# Hopf bifurcations in the Rosenzweig-MacArthur consumer-resource model

This weekend I revisited Kevin McCann's monograph *Food Webs* because I was reminding myself how it is exactly that we scale from 2- to *n*-species in dynamic models.

As I was reading through the introductory chapter on dynamic modeling and because I am now enjoying the animations I can create in R, I decided to recreate the example form a subsection on Hopf bifurcations, since I don't think I've ever created them in R. The idea goes a little something like this:

The Rosenzweig-MacArthur consumer-resource model has been a historically important dynamical predator-prey (synonymous with consumer-resource) model, as they took Lotka and Volterra's predator-prey models (predator, \( P \); prey, \( H \)): $$ \begin{matrix} \frac{dH}{dt} = rH - aHP \\ \frac{dP}{dt} = eaHP - dP \end{matrix} $$ and added made it a bit more realistic. Specifically, they added logistic growth for the prey population and predator behaviour, as described by C.S. Holling as a saturating functional response. The Rosenzweig-MacArthur consumer-resource model takes the form: $$ \begin{matrix} \frac{dH}{dt} = rH\left(1 - \frac{H}{K}\right) - \frac{aHP}{1 + aT_{h}H}\\ \frac{dP}{dt} = e\frac{aHP}{1 + aT_{h}H} - dP \end{matrix} $$ For both of these equations, \( r \) is the growth rate of the prey as it approaches a density of 0 (i.e., density-independent or intrinsic growth rate), \( a \) is the attack rate of the predator, \( e \) is the conversion efficiency (i.e., how prey biomass \( \rightarrow \) predator biomass), and \( d \) is the death rate of the predator. The differences between the two models are (1) the linear (\( rH \) in the first model) versus logistic (\( rH(1 - H/K) \) in the second model) growth of the prey and (II) the linear (\( aHP \) in the first model) versus saturating (\( \frac{aHP}{1 + aT_{h}H} \) in the second model) predator-prey interactions.

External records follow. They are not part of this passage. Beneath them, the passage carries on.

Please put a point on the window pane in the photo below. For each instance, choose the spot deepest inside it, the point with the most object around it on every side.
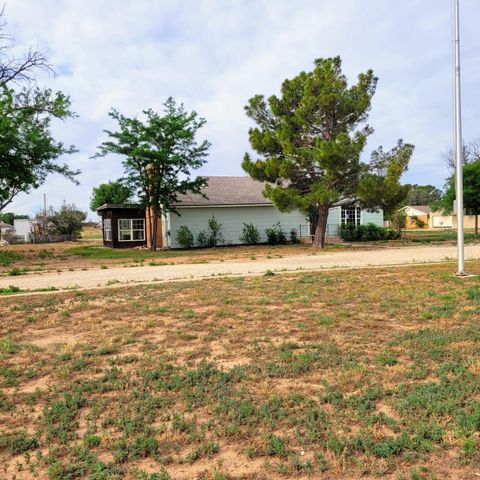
(124, 224)
(138, 235)
(124, 235)
(137, 224)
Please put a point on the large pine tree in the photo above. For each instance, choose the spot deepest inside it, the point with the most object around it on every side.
(309, 140)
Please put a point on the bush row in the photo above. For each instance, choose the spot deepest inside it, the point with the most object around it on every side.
(212, 236)
(367, 233)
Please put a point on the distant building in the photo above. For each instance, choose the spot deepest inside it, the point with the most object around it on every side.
(23, 229)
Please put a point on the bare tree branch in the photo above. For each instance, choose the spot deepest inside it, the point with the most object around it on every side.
(19, 69)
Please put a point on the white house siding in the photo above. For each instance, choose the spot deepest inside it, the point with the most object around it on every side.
(372, 217)
(23, 228)
(232, 219)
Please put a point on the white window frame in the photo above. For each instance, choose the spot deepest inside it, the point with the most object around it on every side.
(357, 216)
(107, 229)
(130, 229)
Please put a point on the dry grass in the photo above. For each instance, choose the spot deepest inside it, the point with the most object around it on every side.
(320, 375)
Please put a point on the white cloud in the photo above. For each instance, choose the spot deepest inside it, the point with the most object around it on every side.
(214, 55)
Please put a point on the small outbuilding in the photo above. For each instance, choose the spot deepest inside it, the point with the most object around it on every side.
(123, 226)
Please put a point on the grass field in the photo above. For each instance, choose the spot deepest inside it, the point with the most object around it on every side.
(340, 375)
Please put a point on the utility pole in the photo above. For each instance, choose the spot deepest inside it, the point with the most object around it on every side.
(458, 143)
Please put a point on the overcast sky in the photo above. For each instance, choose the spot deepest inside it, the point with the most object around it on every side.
(213, 55)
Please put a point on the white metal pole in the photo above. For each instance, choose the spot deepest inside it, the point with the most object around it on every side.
(458, 145)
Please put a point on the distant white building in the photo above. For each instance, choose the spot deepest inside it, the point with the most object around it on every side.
(23, 229)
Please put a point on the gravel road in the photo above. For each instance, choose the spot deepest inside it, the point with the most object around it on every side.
(331, 260)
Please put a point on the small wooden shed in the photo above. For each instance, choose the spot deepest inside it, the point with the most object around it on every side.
(123, 226)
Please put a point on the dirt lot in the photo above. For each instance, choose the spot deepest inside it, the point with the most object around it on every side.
(331, 375)
(290, 260)
(88, 253)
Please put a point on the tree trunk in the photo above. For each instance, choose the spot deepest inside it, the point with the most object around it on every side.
(154, 231)
(320, 227)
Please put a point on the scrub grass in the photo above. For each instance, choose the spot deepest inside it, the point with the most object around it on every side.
(330, 375)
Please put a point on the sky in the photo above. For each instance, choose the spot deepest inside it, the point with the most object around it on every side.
(213, 55)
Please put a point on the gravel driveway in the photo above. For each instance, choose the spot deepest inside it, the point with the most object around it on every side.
(331, 260)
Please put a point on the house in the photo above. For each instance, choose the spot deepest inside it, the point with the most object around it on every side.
(23, 229)
(418, 216)
(233, 201)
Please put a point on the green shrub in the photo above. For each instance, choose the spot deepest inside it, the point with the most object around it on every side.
(215, 228)
(185, 237)
(250, 234)
(366, 233)
(293, 236)
(276, 235)
(211, 237)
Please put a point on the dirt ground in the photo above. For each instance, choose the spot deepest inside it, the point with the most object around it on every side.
(310, 375)
(210, 266)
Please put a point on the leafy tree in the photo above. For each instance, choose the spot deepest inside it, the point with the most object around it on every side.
(471, 152)
(423, 195)
(380, 186)
(308, 140)
(471, 192)
(159, 156)
(28, 151)
(110, 192)
(65, 221)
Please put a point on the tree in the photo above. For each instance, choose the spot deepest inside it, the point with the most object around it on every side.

The Rosenzweig-MacArthur consumer-resource model has been extensively studied. One of the most interesting findings is that the behaviour of the model can shift, depending on the attack rate, \( a \) (parameter values below). It turns out that if \( a \) is small (< 1.25), then there is a single attracting equilibrium point for the predators and prey, with the prey at carrying capacity \( (H = 2) \) and the predator extinct \( (P = 0) \). If \( a \) is between 1.25 and 1.38, then there is a single stable equilibrium point. If \( a \) is between 1.38 and 1.68, then the stable equilibrium point still exists, but it is a stable focus, where trajectories approach through dampened cycles. And last, if \( a \) is greater than 1.68, then the populations cycle as a stable limit cycle.

Below, I've created an animation with two panels---the **top** being a phase plane and the **bottom** being a time series representation of the Rosenzweig-MacArthur consumer-resource model when a single parameter, \( a \), is increased from 0.9 to 2.6. The parameter values in this model are: \( r = 1, K = 2, e = R_0 = m = 0.5 \).

The phase plane was created using custom functions that I modified from the R package phaseR. The arrows represent the direction field, which corresponds to the direction that the trajectory of prey and predators will change over time (e.g., the next time step). The dashed color lines are the zero-growth isoclines (i.e., nullclines), which represent the values for which each of the variables do not change \( \partial X_i / \partial f_i(X_i, Y_i) = 0 \). Where the zero-growth isoclines intersect is where neither of the variables change, and are hence equilibria. The black point is a an example trajectory that I began at \( (H = 0.5, P = 0.2) \) and ran for 200 time steps to see the dynamics in phase space.

The time series plot was created using a differential equation solver in R, deSolve. This plot shows the same values as the phase plane, with initial values of prey and predator respectively 0.5 and 0.2, over 200 time steps, and with the densities of prey and predators being red and blue. This is another way of visualizing the dynamics above, that others find more intuitive.

Last, to see the eigenvalues of the Jacobian matrix evaluated at the interior equilibrium for each of value of \( a \), I created the biplot below. As \( a \) increases, the maximum real part of the eigenvalue \( \lambda _{max} \) initially deceases. Then at 1.38, the eigenvalues become complex; hence the dampening oscillations around the equilibrium. Lastly, the eigenvalues become positive after \( a > 1.68 \), and hence begin cycling.